I’m therefore proposing to change how we use the (internal) Infinispan cache. My proposal is to use it only to store security access entries but not the document rules/user groups entries. Security access entries are never directly externally invalidated (even though we have an API for that there are no uses of that API in xwiki-platform) and also should not invalidate any other entries when they are disposed. Thus the evication strategy of the cache should work as expected, giving us a good cache hit rate. For the remaining entries I propose the following:
- Store them in a concurrent hash map for easy access similar to the Infinispan cache.
- Build a hierarchy as before. Explicitly removing an entry due to invalidation triggers the removal of all children from the hierarchy and all derived security access entries from the cache (as it is the case right now).
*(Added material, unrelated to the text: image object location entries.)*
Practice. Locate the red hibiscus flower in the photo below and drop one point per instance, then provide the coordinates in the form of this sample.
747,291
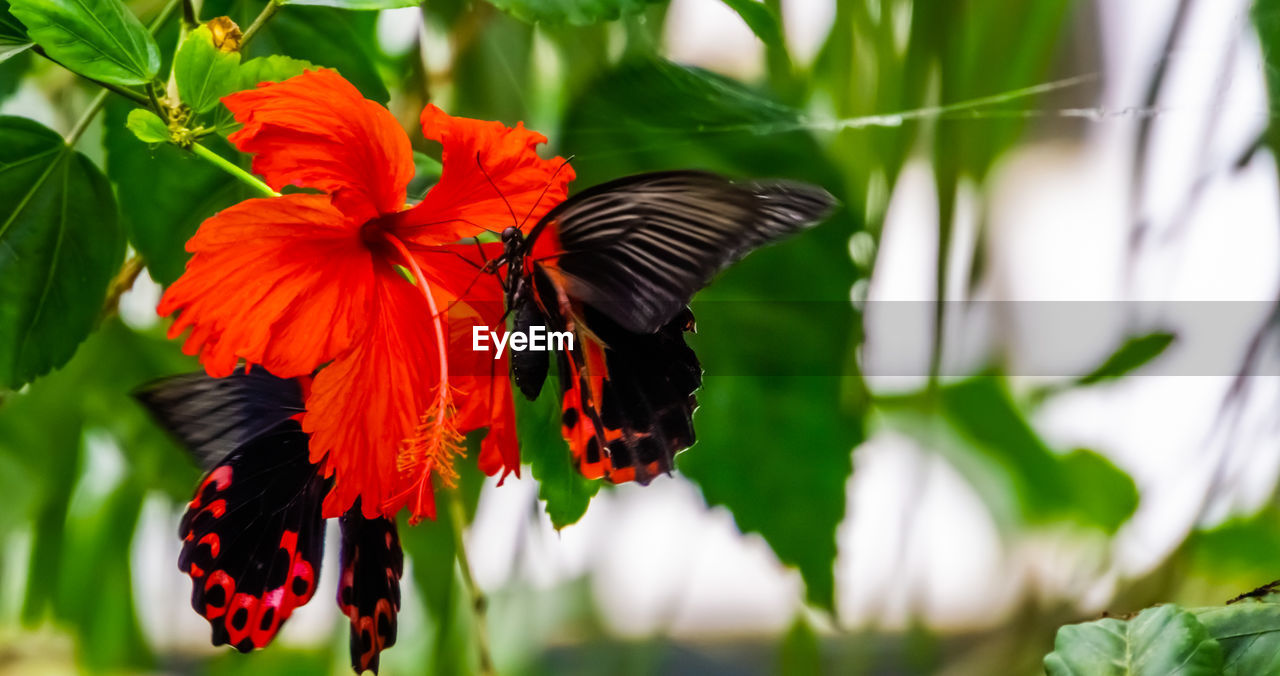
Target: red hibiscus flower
320,279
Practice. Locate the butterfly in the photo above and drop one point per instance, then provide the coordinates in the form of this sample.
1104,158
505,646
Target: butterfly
252,535
616,265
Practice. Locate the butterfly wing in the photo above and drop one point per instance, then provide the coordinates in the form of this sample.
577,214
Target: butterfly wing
626,398
369,588
252,534
639,247
213,416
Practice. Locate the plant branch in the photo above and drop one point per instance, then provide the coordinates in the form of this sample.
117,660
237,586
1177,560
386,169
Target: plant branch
233,169
263,17
457,515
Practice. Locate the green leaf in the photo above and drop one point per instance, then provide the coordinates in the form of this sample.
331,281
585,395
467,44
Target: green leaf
762,21
1047,485
1248,633
433,558
97,39
355,4
147,126
800,653
204,72
1132,356
60,243
1104,494
82,551
328,37
13,35
165,192
575,12
1159,642
776,428
983,434
561,487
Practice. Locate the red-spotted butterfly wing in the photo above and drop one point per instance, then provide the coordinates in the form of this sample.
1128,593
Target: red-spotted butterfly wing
617,265
252,534
369,587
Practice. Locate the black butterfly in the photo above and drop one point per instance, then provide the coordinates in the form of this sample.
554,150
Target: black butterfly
616,265
254,533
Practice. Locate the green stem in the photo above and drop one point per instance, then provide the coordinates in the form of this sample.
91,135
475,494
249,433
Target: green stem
263,17
190,21
457,515
87,117
231,168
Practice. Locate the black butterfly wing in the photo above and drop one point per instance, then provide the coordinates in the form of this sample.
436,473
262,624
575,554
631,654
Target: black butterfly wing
626,398
639,247
369,588
252,534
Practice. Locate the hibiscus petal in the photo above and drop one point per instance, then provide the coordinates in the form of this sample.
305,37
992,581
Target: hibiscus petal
283,282
493,178
366,403
484,387
316,131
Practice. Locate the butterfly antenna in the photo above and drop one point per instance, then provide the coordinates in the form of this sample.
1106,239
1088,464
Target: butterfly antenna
510,210
540,195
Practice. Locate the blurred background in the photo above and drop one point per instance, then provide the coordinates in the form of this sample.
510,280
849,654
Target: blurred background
883,483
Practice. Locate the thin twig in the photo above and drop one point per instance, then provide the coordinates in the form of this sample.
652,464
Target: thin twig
233,169
457,515
123,282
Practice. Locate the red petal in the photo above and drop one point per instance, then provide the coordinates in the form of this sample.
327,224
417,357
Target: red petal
316,131
519,188
484,387
282,282
368,402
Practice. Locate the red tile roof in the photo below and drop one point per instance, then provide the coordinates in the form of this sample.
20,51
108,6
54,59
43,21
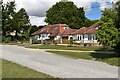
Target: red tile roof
52,29
87,30
68,32
82,30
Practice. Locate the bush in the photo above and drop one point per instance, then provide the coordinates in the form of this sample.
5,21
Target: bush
36,41
7,39
54,42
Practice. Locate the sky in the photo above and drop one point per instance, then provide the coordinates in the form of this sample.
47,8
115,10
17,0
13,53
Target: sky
36,9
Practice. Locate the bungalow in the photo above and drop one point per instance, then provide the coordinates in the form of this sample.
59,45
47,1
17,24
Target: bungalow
54,32
63,33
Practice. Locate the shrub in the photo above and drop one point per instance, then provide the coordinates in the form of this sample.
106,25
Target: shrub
7,39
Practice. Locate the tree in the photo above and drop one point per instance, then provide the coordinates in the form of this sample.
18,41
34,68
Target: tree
21,23
108,34
13,21
66,12
117,25
8,11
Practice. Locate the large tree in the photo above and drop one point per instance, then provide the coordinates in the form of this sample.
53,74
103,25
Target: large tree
108,34
13,21
117,25
66,12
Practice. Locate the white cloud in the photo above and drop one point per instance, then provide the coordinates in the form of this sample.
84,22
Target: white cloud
34,20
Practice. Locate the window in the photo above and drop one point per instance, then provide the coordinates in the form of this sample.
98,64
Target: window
66,28
94,37
89,36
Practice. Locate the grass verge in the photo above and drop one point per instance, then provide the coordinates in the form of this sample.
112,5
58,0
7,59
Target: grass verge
111,59
13,70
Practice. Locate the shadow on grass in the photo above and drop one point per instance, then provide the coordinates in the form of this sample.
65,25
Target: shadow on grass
104,55
105,49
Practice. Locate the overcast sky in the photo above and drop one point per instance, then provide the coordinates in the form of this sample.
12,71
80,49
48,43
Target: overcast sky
36,9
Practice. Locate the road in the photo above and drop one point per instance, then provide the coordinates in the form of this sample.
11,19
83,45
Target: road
57,66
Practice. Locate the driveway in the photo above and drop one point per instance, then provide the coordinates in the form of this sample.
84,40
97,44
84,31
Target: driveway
57,66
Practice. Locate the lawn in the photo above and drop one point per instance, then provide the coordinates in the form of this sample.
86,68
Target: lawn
13,70
82,48
111,59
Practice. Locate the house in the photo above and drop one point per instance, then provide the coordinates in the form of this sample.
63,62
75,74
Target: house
62,33
54,32
86,35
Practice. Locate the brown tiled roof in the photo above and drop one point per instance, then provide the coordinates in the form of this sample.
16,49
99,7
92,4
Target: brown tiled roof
68,32
94,25
92,31
87,30
82,30
52,29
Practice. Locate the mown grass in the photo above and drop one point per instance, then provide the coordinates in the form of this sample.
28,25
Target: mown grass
87,48
13,70
111,59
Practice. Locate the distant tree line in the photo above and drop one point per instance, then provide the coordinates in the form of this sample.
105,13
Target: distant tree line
109,30
16,22
68,13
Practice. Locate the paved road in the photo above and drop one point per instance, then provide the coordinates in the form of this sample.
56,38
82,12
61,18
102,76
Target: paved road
58,66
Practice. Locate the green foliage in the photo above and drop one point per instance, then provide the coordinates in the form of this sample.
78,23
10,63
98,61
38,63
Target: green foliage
108,34
66,12
17,22
70,42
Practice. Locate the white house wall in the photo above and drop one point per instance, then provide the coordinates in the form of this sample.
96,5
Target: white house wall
85,38
42,36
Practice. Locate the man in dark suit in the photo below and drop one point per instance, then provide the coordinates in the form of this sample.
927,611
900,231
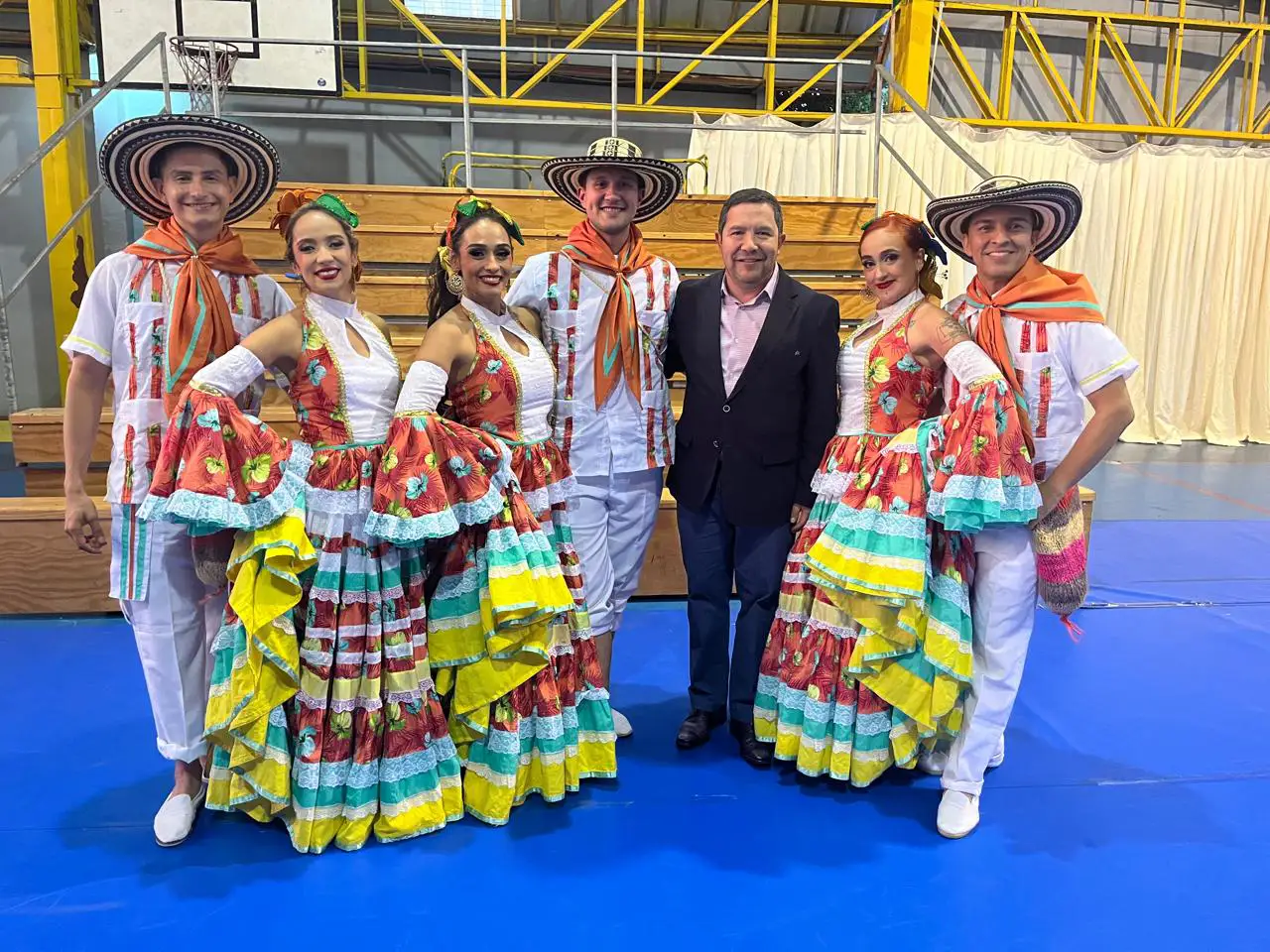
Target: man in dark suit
760,354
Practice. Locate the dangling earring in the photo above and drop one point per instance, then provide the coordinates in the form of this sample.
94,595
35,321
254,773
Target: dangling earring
453,278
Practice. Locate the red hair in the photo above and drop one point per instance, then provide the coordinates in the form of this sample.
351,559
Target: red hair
919,240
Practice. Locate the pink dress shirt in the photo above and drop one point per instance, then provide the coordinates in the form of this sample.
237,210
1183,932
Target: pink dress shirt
739,327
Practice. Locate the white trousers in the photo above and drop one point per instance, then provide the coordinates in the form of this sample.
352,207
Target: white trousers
612,520
175,627
1003,607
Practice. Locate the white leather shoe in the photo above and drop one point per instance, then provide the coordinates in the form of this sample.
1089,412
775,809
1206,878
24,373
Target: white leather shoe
176,817
959,814
621,726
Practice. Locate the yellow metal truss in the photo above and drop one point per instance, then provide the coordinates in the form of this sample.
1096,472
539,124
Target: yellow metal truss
920,27
56,64
1162,114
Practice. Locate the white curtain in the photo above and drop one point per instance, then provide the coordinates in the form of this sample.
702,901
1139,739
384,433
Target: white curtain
1175,240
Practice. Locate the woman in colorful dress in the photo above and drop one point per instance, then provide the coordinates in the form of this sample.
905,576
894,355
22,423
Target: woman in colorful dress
322,711
541,726
835,696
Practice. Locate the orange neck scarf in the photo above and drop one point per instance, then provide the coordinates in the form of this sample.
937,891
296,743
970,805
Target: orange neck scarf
1035,294
619,326
199,325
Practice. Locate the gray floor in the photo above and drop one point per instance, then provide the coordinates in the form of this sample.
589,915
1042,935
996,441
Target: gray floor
1192,481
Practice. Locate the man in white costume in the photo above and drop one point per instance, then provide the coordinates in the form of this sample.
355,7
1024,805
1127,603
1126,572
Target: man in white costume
154,315
1047,331
604,304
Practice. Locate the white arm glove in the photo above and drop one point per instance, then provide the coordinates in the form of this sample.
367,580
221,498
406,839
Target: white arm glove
969,363
423,389
232,373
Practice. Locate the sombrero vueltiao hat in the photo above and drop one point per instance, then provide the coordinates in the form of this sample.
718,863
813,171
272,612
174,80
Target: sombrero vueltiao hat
128,151
1057,206
661,181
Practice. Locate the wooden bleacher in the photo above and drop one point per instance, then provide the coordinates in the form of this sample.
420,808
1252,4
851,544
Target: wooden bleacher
399,232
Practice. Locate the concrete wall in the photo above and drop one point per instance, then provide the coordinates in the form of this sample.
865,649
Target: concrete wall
357,148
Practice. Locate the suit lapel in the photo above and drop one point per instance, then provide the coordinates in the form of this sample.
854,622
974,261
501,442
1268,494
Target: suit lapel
779,324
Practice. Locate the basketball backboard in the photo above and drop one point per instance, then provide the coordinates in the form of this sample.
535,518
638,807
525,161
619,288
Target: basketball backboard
125,26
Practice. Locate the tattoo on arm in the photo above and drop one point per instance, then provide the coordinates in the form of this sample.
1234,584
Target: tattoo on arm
951,333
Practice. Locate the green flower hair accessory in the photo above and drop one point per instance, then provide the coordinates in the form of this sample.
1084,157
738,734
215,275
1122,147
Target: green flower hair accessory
471,206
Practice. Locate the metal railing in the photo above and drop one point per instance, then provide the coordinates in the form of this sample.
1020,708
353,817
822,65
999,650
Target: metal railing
468,121
615,58
48,146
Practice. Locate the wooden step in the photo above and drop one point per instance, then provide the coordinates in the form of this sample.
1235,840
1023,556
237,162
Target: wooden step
37,434
41,569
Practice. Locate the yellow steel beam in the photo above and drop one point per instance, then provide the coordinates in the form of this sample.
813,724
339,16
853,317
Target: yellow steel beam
825,70
1007,63
14,71
1141,91
1209,84
774,26
639,49
545,70
1252,84
56,61
363,67
717,42
649,109
1121,18
434,39
966,72
1049,70
1092,54
1174,68
913,44
1260,123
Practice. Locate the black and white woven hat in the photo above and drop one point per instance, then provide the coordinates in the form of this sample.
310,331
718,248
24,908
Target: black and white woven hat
661,180
1057,206
130,150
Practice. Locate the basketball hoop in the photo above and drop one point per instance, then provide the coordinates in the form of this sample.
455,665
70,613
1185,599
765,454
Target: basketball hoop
208,68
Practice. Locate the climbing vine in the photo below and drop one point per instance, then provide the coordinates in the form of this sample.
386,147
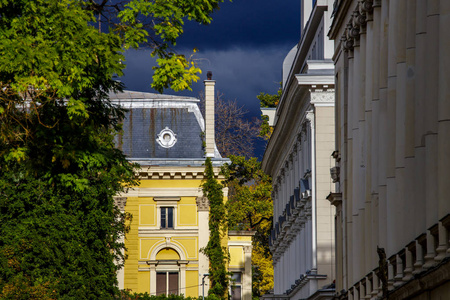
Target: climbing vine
214,250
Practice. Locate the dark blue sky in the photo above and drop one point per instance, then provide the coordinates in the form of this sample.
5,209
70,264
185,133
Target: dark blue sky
244,47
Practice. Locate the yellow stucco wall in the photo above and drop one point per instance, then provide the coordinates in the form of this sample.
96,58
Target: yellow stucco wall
137,275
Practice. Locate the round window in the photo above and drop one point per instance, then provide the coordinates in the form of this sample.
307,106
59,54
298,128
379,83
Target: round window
166,138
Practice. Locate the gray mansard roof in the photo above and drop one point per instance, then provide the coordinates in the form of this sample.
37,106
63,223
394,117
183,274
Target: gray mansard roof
160,127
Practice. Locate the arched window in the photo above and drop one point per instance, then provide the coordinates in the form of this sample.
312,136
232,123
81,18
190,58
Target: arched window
167,273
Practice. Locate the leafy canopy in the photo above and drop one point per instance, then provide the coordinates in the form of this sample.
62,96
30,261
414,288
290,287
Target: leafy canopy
59,170
268,101
214,250
157,24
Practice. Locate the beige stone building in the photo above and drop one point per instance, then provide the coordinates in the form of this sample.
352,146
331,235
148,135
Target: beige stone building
392,174
298,159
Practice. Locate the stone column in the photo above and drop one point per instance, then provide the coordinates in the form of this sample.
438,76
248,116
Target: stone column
203,238
209,117
444,110
152,264
247,278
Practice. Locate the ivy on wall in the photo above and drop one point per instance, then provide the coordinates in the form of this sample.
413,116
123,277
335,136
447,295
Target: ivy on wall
216,253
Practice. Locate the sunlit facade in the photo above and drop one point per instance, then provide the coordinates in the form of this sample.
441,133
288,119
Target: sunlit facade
298,159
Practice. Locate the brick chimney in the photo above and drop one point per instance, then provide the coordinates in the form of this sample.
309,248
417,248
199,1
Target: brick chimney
209,114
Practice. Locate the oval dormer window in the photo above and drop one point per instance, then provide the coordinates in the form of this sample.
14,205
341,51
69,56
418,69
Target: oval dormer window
166,138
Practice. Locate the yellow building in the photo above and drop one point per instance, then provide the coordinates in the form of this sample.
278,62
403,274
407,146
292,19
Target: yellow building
166,136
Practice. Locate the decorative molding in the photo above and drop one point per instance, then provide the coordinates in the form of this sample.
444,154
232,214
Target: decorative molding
202,204
335,173
335,199
159,198
120,202
322,97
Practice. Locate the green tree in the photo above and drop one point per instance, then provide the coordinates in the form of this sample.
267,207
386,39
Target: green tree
156,24
249,207
59,169
214,250
268,101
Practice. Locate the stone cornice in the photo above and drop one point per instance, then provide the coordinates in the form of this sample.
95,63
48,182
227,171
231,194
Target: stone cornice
202,204
120,202
173,172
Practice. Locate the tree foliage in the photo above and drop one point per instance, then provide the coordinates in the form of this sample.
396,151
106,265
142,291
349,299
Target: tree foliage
214,250
59,169
249,207
268,101
235,134
156,24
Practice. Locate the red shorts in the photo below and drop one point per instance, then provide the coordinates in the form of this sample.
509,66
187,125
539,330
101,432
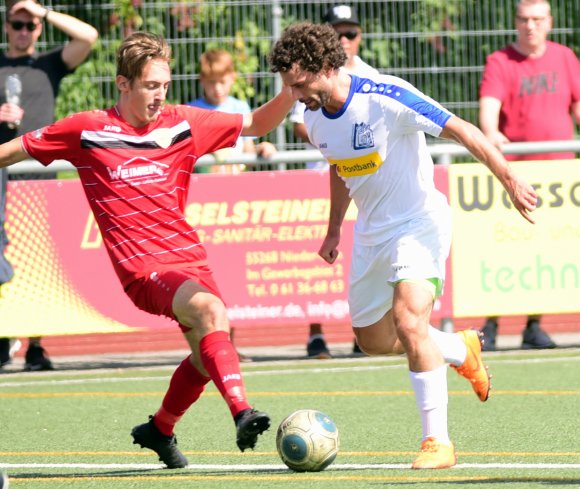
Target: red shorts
154,293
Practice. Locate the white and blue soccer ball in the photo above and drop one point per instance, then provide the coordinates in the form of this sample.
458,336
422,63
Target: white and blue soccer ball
307,440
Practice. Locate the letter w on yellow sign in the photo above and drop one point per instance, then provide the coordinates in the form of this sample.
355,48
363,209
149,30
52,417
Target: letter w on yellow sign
356,167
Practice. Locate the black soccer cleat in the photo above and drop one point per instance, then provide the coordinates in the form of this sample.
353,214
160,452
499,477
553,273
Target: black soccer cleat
148,436
36,359
249,424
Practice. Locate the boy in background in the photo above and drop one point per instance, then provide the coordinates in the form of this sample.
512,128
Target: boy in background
217,76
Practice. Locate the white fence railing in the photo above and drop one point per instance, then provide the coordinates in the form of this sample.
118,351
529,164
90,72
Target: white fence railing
442,154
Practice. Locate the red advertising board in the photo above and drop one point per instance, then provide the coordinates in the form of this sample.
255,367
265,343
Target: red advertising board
262,231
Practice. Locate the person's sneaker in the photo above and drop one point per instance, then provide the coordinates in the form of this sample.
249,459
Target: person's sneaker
316,348
249,424
489,332
36,359
535,337
147,435
435,455
473,368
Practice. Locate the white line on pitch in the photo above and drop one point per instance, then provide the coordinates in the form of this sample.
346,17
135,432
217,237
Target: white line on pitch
254,467
329,369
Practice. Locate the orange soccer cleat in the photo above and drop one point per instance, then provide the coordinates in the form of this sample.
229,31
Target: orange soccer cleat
473,368
435,455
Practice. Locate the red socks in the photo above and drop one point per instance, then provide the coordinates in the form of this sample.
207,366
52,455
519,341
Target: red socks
220,359
186,385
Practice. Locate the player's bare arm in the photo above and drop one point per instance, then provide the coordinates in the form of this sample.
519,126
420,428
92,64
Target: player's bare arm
268,116
339,202
521,193
489,110
12,152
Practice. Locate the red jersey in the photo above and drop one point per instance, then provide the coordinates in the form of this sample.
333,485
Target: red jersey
536,94
136,179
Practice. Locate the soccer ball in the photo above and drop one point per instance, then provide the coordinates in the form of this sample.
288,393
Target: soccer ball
307,441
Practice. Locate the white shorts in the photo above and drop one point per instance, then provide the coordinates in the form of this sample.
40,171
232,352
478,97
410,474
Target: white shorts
416,250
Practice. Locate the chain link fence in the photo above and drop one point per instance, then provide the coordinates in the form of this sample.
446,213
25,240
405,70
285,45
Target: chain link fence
438,45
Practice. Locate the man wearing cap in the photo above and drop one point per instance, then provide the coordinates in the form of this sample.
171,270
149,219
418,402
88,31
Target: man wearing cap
344,20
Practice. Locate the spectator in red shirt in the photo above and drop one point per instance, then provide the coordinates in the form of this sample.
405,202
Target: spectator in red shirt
530,91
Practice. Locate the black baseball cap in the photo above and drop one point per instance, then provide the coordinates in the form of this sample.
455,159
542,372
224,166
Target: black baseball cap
341,14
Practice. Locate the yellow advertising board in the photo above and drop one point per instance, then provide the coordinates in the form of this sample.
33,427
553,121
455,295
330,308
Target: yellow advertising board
503,265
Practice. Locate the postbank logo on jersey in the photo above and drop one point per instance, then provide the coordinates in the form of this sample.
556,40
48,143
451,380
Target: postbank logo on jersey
362,138
138,171
356,167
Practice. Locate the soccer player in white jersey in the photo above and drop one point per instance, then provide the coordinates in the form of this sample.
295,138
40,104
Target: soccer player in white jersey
371,131
345,22
135,162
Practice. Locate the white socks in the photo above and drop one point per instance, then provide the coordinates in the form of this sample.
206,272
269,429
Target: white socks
451,346
431,396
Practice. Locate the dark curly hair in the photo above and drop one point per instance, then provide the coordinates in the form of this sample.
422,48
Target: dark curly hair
313,47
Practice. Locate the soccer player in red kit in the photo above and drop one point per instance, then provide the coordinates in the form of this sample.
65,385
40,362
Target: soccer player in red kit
135,161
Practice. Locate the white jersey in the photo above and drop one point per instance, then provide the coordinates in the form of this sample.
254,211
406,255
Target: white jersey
360,69
377,143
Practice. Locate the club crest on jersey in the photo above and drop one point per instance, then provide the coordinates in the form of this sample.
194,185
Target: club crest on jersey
362,136
162,137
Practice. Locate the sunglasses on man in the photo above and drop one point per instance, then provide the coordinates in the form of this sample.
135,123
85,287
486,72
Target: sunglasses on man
18,25
350,35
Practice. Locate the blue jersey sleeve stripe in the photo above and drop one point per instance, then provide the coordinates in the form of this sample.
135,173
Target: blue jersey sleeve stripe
409,99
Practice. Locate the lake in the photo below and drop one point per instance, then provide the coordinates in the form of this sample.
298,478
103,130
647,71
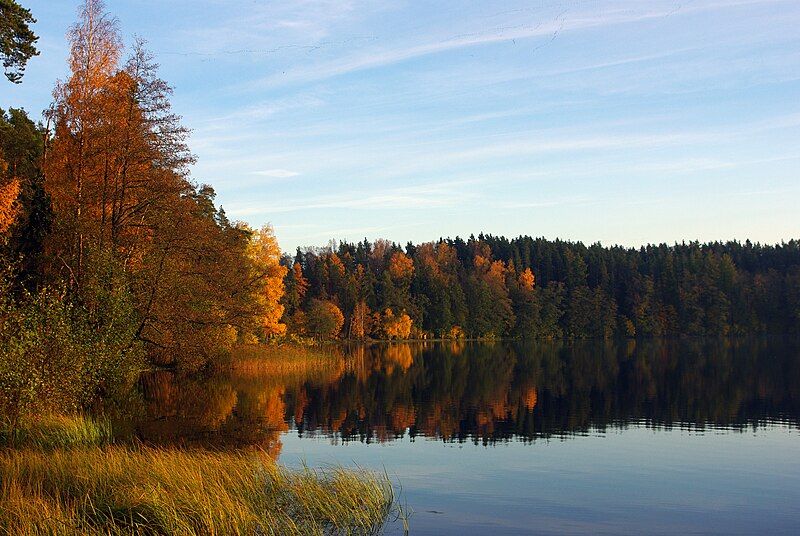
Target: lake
658,437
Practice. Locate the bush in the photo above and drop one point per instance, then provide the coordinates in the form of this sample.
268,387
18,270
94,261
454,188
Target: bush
58,357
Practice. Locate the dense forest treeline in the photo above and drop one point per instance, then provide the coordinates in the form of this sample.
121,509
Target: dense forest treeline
491,286
112,257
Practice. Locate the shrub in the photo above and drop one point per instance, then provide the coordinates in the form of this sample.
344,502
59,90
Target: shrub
59,357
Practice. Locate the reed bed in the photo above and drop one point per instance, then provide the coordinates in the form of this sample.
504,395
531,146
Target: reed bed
57,431
118,490
287,362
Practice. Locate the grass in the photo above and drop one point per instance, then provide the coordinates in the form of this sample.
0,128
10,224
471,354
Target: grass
287,362
57,431
138,490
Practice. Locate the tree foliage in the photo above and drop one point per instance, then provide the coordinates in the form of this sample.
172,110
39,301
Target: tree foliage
17,40
532,287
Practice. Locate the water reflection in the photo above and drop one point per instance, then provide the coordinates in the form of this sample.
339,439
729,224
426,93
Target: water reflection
484,392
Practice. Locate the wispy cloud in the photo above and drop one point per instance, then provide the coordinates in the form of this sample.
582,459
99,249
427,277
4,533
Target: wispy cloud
276,173
428,196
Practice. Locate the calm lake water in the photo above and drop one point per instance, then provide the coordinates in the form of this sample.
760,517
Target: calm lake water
657,437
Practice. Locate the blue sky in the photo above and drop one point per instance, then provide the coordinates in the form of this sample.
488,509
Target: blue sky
624,122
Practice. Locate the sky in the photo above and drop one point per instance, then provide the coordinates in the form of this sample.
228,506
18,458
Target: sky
624,122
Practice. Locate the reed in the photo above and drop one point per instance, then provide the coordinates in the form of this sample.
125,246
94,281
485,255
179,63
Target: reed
56,431
287,362
139,490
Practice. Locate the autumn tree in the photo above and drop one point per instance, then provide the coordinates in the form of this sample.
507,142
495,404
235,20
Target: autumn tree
268,275
324,319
- Entries from the hash map are additionally removed when they are no longer reachable through parent-relationships from a security access entry in the cache. This ensures that the hash map won’t grow infinitely.
For the actual implementation of this eviction strategy based on reachability I’m open to suggestions. One possibility could be to use weak references both in the hash map and the list of children and let the garbage collector do the work. While building the hierarchy, we would ensure that we always hold a reference to all “lowest” items in the hierarchy to prevent their garbage collection while the security cache entry from which they are reachable hasn’t been inserted yet. Alternatively, we could also explicitly track which items are reachable through reference counts.
I’m proposing this here as while I believe this should have a very positive effect on the security cache in particular when it is full, I think there is one important downside: It will no longer be possible to explicitly control the total size of the cache as the hierarchical part would not be limited and not visible from the monitoring. In wikis with a large number of groups, the number of entries in this hierarchy might be significant. However, it is also currently not fully controllable. For example, a document that has no access rules is counting to the security cache size in the same way as a potential child of it that has 500 rules. Further, as the number of potential security access entries in the cache is basically the number of pages times the number of active logged in users, I believe that the number of security access entries that will still be in the Infinispan cache should vastly outnumber the size of the hierarchy that we do not keep in the cache, which is limited by the number of documents plus the number of active users and groups. Still, there might be corner-cases where this is not true.
Are there any further concerns with this proposal, alternative ideas or ideas how to improve it?